On 30/10/12 14:28, Osma Suominen wrote:
27.10.2012 02:31, Ondřej Hoferek kirjoitti:
I would like to use the full text search with LARQ for accent-insensitive
matching. I.e. pattern {?literal pf:textMatch "laska"} should also return
literal "láska žije".
I know that in Lucene, there is a class ISOLatin1AccentFilter which
can be
used while building/querying the index. However, I don't know how to
use it
from within LARQ.
Is there any way to achieve my goal?
Hi Ondrej,
I've had similar wishes but unfortunately LARQ is currently hardwired to
use the Lucene StandardAnalyzer which does not support such a filter. So
you would have to modify LARQ to use a custom analyzer with an accent
filter such as ISOLatin1AccentFilter or perhaps ICUFoldingFilter.

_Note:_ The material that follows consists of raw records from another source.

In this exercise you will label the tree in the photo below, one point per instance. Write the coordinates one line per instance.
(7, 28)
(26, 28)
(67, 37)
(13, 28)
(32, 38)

What I would like to see is a way to configure LARQ to use a custom
analyzer, filter etc. combination without having to change the Java
code. For example Solr allows one to select suitable analysis components
using an XML configuration file.
How could we do this?
IndexLARQ.java has a couple of constructors which take an Analyzer:
public IndexLARQ(IndexReader r, Analyzer a)
public IndexLARQ(IndexWriter w, Analyzer a)
But they are not used directly.
One would need to make the Lucene Analyzer configurable via Jena's
Assembler vocabulary and use these if the user specify an analyzer.
I confess that the Assembler mechanism to build stuff in Jena is a bit
confusing to me and everytime I need to re-learn it or refresh it.
The XML configuration file in Solr is quite powerful but also complex.
Where would you draw the line between what LARQ does, should do and what
a full search engine such as Solr does?
Paolo
-Osma